Penne-Like MoS2/Carbon Nanocomposite as Anode for Sodium-Ion-Based Dual-Ion Battery

Date:02-04-2018   |   【Print】 【close

Dual-ion batteries (DIBs) have recently attracted increasing attention owing to the merits of high voltage, high energy density, low cost, and environmental friendliness, which typically consist of graphite cathode for anion intercalation and graphite anode for Li+ intercalation. However, most of the reported DIBs are mainly based on Li-ion electrolyte, which hinders their long-term development taking into account of the limited and unevenly distributed lithium resource. Sodium-ion based DIBs thus show more promising potential owing to the merits of low cost. However, traditional graphite anode is not appropriate for Na-DIBs, owing to the larger size of Na+ that fails to reversibly intercalate/deintercalate into/from graphite anode. Therefore, designing appropriate anode materials plays an important role on developing high-performance Na-DIBs.

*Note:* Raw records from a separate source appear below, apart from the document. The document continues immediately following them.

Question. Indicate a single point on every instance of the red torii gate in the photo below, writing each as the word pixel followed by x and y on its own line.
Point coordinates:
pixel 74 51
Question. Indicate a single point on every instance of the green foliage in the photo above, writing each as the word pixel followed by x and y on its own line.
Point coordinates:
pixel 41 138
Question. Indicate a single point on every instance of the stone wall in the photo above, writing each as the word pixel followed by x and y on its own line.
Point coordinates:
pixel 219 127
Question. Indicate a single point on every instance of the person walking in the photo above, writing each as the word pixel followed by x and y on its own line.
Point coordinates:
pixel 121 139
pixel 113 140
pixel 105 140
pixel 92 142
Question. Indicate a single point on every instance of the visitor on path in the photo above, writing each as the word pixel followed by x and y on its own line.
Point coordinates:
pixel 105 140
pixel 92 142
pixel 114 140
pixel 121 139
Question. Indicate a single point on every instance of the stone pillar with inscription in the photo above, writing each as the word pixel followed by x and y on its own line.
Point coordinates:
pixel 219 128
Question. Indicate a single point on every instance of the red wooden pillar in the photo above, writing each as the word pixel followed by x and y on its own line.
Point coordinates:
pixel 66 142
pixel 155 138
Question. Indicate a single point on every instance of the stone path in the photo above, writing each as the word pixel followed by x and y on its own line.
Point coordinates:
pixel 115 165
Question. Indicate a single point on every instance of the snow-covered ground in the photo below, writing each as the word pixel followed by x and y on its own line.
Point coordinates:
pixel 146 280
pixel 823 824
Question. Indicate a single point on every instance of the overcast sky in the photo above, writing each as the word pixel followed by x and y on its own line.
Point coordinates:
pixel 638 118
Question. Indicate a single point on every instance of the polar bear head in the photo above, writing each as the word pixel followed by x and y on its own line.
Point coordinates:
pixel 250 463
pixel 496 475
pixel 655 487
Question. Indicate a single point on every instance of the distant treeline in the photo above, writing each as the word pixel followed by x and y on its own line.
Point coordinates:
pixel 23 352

A research group led by Prof. TANG Yongbing from Shenzhen Institute of Advanced Technology (SIAT), Chinese Academy of Sciences has firstly constructed a novel MoS2/C-graphite DIB (named as MoS2/C-G DIB) based on a sodium-ion electrolyte, employing penne-like MoS2/C nanotube as anode material and expanded graphite as cathode material. The hierarchical MoS2/C nanotube can supply a significantly expanded (002) interlayer spacing with 0.98 nm of the 2H-MoS2, which facilitates fast Na+ insertion/extraction reaction kinetics, thus contributing to improved DIB performance. As a result, the MoS2/C-G DIB was demonstrated to deliver a reversible discharge capacity of 65 mAh g-1 at 2 C over the voltage range of 1.0-4.0 V, which also exhibited good cycling stability for over 200 cycles with 85% capacity retention. All these results indicate that the design of MoS2/C-G DIB paves a new avenue for developing high-performance and low-cost energy storage devices.


The paper entitled “Penne-like MoS2/carbon nanocomposite as anode for sodium-ion-based dual-ion battery” has been published in Small.


The research work has been supported by the National Nature Science Foundation of China, Shenzhen Peacock Plan, and Shenzhen Science and Technology Planning Project.